Er is een alternatieve maatregel die dit kabinet heeft voorgesteld en die reeds in voorbereiding was, namelijk de maatregel om het verplicht eigen risico slimmer toe te gaan passen («Tranchering eigen risico in de medisch-specialistische zorg»). Deze maatregel is door uw Kamer controversieel verklaard. Door deze maatregel wordt het eigen risico slimmer vormgegeven, omdat een maximumbedrag van € 150 per prestatie gaat gelden voor medisch-specialistische zorg. Daarbij hoeven mensen niet in één keer hun gehele eigen risico te betalen als de kosten voor medisch-specialistische zorg € 385 of meer bedragen. Daarbij blijft het jaarlijks maximum van het verplicht eigen risico (€ 385) gehandhaafd en gaat dus niemand meer eigen risico betalen. Deze hervorming draagt bij aan de betaalbaarheid van de zorg en is voor circa één miljoen verzekerden een lastenverlichting, omdat deze verzekerden jaarlijks gemiddeld € 100 minder zouden gaan betalen aan het verplicht eigen risico. Tegelijkertijd wordt door deze maatregel het effect van het eigen risico op het kostenbewustzijn verlengd. Doordat het verplicht eigen risico niet al na de eerste zorgvraag wordt volgemaakt, kan het eigen risico ook vaker later in het jaar nog worden aangesproken. Doordat deze maatregel controversieel is verklaard, is er sprake van een besparingsverlies van structureel jaarlijks € 200 miljoen. Een slimmere toepassing van het verplicht eigen risico past ook goed binnen de financiële opgave waar we voor staan.
Kortom: het volledig afschaffen van het eigen risico vind ik om meerdere redenen niet verstandig. Het huidige (demissionaire) kabinet heeft andere maatregelen genomen om bij te dragen aan de financiële toegankelijkheid van zorg voor mensen met een smalle beurs. Naast bestaande maatregelen, zoals de zorgtoeslag en het uitzonderen van bepaalde zorgvormen van het eigen risico, heeft het huidige (demissionaire) kabinet het eigen risico tot en met 2025 bevroren. Ook is er aandacht voor de stapeling van verschillende vormen van eigen bijdragen: over de uitkomsten van de monitor stapeling eigen bijdragen informeer ik uw Kamer binnenkort.
De Minister voor Medische Zorg,
PA. Dijkstra
Tweede Kamer, vergaderjaar 2023-2024, 29 689, nr. 1247 3
In Nederland maken wij een onderscheid tussen wettelijke eigen bijdragen (bijv. eigen risico) en andere kosten voor eigen rekening (bijv. niet verzekerde zorg). Internationaal wordt deze opsplitsing niet gemaakt en valt dit allemaal onder eigen betalingen.

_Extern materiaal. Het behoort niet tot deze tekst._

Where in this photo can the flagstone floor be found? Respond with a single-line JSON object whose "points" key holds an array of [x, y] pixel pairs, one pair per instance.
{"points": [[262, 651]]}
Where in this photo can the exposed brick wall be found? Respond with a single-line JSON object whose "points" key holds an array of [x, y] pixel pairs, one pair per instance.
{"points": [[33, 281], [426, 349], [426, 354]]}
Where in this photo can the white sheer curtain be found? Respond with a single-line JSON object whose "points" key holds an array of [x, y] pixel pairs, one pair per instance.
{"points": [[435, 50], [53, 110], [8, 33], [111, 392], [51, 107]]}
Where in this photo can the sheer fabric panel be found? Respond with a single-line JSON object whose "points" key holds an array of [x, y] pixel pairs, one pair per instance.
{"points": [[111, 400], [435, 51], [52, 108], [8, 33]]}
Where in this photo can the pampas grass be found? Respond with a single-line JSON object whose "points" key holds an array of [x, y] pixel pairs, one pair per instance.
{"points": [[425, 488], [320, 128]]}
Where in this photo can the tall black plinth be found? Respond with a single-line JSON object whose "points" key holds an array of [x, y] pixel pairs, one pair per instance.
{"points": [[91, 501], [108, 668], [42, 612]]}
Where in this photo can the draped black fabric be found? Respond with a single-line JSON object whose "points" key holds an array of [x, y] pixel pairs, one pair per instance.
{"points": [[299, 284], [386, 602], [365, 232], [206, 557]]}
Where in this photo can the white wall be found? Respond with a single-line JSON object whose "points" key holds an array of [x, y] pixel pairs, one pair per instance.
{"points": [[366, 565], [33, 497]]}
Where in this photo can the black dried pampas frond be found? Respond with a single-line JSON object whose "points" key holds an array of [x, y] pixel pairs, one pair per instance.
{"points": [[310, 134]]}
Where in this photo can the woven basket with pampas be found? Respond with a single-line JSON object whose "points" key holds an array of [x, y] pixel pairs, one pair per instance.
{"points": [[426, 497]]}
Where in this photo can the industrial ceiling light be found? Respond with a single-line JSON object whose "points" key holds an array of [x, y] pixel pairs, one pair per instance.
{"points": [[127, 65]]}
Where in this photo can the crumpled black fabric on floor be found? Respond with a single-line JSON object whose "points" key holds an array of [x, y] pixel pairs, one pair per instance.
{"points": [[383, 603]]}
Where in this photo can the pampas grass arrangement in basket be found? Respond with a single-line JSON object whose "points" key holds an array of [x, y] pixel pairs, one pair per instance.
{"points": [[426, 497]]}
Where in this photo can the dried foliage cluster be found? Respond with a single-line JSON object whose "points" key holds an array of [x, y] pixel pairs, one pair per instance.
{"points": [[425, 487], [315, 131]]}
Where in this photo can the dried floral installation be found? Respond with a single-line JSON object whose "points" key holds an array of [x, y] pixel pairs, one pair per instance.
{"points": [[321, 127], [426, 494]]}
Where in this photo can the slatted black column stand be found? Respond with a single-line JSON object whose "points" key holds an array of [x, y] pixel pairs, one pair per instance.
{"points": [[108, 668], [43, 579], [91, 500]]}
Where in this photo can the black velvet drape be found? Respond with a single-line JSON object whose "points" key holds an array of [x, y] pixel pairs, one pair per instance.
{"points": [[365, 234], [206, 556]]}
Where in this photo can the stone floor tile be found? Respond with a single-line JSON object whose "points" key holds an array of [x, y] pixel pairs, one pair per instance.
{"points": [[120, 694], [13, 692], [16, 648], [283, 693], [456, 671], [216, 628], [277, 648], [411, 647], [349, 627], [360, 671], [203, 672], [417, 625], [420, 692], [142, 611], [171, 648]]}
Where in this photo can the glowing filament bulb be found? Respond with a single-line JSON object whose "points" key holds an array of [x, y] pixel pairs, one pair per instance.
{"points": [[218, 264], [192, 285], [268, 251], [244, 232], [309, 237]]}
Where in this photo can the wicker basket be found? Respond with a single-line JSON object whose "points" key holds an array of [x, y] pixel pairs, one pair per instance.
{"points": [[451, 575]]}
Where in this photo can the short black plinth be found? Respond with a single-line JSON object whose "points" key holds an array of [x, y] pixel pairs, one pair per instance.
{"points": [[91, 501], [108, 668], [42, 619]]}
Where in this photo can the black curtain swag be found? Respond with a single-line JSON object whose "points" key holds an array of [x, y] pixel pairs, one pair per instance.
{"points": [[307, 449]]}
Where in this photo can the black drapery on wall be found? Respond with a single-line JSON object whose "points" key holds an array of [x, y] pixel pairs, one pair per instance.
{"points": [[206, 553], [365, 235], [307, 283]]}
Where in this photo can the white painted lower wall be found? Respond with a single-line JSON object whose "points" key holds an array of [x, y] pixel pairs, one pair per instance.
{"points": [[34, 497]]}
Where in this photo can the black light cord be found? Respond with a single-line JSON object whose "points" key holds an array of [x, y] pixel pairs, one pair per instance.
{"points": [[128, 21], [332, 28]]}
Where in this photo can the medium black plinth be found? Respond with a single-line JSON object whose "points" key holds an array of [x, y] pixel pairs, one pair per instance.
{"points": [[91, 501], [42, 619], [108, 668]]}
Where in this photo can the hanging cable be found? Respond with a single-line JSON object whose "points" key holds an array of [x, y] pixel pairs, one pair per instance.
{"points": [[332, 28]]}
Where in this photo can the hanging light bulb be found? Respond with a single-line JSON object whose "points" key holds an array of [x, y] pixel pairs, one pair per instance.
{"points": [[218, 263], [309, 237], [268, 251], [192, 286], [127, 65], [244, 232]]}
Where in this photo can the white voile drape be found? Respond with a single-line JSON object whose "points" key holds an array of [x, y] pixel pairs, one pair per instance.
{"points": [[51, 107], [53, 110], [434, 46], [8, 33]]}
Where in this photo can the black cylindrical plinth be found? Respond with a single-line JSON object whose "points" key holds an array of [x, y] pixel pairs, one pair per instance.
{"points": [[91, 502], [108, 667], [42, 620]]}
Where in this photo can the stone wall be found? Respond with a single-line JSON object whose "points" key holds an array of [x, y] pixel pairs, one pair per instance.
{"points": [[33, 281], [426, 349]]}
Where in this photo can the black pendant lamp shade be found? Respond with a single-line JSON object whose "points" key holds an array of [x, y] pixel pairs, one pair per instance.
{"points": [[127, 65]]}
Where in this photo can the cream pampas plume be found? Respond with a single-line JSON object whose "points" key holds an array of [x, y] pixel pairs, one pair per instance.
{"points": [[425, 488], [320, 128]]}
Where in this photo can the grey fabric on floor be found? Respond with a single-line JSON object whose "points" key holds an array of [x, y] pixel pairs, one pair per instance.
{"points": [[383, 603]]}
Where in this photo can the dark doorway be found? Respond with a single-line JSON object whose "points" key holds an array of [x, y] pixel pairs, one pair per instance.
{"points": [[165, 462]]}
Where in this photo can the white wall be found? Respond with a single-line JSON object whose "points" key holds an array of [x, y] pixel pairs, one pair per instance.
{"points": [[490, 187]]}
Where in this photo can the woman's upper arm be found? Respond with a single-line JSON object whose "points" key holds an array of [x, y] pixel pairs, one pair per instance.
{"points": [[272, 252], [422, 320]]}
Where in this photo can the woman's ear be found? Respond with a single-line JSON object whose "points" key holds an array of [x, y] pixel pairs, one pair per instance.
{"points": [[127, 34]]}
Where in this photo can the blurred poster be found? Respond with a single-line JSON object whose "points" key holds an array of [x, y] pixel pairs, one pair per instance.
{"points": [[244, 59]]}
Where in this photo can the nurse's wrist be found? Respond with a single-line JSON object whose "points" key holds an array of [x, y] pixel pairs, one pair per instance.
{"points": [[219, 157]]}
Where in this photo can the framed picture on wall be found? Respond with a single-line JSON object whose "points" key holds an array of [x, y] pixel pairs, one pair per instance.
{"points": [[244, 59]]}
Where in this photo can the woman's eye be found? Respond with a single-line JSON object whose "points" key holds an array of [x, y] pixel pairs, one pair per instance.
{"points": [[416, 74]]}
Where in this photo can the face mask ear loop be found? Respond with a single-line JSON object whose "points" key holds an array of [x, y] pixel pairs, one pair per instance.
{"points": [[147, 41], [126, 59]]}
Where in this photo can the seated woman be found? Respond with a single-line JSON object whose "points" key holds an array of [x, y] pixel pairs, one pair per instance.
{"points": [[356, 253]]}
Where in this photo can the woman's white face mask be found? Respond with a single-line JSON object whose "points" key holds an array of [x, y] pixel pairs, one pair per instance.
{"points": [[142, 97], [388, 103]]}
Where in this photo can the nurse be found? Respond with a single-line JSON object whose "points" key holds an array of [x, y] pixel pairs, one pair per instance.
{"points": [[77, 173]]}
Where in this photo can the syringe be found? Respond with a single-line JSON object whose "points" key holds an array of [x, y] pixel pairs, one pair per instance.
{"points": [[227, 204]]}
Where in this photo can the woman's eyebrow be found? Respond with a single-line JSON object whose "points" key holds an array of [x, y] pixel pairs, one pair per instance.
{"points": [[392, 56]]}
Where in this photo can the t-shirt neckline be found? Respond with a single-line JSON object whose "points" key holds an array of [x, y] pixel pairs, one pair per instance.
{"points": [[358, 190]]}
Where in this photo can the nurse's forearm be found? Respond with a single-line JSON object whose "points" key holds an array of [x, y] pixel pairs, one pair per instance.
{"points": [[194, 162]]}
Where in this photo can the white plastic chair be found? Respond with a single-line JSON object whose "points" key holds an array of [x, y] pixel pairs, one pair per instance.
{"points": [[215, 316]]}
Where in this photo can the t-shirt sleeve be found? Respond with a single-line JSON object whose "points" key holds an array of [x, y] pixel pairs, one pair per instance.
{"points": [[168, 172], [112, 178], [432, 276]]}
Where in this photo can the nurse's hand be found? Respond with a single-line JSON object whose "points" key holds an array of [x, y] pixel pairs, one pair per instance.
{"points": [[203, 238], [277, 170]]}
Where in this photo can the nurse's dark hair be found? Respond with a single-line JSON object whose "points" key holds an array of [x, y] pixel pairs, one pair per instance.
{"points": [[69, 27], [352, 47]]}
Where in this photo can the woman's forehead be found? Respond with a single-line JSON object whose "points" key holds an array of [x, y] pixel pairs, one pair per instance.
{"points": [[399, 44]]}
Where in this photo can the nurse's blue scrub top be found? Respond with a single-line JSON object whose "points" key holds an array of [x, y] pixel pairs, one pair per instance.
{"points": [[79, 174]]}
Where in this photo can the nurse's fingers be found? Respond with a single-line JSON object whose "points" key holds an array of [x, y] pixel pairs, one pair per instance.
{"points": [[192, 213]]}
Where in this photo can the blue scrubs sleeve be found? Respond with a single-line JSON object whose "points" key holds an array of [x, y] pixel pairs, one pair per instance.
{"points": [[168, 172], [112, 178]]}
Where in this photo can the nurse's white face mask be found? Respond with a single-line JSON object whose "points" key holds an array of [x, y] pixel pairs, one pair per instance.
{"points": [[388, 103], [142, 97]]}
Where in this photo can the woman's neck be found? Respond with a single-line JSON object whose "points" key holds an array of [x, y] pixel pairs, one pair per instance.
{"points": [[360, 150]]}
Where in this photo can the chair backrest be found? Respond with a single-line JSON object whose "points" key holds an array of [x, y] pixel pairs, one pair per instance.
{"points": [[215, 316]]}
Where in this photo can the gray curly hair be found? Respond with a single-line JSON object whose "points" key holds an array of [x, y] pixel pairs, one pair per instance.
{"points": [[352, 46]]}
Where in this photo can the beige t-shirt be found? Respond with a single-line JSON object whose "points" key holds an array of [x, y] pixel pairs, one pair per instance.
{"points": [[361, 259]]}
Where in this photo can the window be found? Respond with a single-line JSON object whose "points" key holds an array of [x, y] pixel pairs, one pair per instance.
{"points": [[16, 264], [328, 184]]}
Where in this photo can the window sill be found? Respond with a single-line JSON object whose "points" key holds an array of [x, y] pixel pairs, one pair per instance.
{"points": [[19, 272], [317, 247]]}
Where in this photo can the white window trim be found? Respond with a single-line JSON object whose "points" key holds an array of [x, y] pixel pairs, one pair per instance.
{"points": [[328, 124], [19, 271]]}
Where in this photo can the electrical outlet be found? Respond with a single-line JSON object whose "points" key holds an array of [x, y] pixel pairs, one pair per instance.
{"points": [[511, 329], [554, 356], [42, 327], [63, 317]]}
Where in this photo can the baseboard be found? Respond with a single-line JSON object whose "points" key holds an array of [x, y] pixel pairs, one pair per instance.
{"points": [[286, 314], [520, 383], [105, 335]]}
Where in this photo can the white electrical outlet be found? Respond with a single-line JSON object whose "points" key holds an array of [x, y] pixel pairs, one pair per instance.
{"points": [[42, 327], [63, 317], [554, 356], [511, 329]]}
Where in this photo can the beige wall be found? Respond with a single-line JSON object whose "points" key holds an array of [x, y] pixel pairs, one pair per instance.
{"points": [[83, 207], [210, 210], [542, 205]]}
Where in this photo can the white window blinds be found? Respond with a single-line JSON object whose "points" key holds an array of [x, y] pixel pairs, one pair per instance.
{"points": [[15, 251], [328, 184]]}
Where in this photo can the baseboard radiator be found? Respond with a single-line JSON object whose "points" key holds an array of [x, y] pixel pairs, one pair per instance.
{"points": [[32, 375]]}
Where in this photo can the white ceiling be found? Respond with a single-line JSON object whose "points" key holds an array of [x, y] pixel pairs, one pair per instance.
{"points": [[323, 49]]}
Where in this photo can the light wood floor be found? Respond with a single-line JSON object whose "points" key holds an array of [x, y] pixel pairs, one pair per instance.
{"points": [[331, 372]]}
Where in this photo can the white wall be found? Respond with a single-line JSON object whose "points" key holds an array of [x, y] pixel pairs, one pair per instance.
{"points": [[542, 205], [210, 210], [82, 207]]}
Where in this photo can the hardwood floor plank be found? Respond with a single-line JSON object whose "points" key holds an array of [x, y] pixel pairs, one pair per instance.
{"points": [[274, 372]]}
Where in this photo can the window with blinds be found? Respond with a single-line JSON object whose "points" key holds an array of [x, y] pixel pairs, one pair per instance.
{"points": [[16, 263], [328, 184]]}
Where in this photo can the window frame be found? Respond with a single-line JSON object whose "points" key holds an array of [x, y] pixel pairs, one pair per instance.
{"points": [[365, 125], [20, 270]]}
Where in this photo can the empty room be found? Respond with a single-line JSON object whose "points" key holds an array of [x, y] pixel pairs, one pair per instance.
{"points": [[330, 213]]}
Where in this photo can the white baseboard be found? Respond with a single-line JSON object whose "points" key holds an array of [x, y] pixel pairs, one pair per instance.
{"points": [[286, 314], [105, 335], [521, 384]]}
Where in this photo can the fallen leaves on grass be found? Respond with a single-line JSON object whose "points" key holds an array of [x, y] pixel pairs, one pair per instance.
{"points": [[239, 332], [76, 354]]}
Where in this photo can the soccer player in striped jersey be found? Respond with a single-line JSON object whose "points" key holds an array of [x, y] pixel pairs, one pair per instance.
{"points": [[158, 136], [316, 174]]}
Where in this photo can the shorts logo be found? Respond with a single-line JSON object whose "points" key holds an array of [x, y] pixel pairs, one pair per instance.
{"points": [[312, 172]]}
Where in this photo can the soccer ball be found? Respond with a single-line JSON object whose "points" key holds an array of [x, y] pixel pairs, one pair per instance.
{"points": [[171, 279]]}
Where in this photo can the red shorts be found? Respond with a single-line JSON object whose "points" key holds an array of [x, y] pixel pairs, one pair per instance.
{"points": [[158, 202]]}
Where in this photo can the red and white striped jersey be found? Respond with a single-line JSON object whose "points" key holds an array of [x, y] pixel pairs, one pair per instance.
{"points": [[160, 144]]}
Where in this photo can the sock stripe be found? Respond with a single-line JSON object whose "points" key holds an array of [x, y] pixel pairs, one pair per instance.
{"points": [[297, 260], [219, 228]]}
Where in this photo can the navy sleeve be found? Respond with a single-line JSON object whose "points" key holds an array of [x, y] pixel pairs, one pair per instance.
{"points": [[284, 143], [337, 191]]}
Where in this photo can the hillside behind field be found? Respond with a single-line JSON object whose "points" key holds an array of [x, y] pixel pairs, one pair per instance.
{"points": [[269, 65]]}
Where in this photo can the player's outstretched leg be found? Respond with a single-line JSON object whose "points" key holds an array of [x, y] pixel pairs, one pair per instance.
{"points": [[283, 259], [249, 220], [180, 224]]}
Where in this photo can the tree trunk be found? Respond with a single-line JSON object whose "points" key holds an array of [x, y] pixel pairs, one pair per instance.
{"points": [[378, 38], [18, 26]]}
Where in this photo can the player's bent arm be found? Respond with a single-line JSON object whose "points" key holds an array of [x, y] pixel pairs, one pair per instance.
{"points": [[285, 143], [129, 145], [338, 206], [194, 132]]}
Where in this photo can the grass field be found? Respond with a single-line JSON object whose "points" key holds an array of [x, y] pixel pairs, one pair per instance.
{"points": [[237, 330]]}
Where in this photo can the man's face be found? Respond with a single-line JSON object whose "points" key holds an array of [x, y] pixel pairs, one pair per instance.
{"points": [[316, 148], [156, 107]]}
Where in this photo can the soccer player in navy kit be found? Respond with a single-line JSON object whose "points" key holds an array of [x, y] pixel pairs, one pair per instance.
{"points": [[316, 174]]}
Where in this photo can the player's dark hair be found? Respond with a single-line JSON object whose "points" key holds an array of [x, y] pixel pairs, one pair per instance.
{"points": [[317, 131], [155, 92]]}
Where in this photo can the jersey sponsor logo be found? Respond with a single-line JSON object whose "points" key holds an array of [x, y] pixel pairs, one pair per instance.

Dit bedrag zal toenemen in de toekomst. De ontwikkeling van dit bedrag is afhankelijk van de ontwikkeling van de zorguitgaven. Het remgeldeffect van het afschaffen van het verplicht eigen risico is doorgerekend in Zorgkeuzes in Kaart 2020. Dit dient van een update voorzien te worden om de actuele stand van het remgeldeffect te bepalen. Deze omvang van het gedragseffect sluit overigens aan bij de bevindingen van andere onderzoeken uit de (inter)nationale wetenschappelijke literatuur.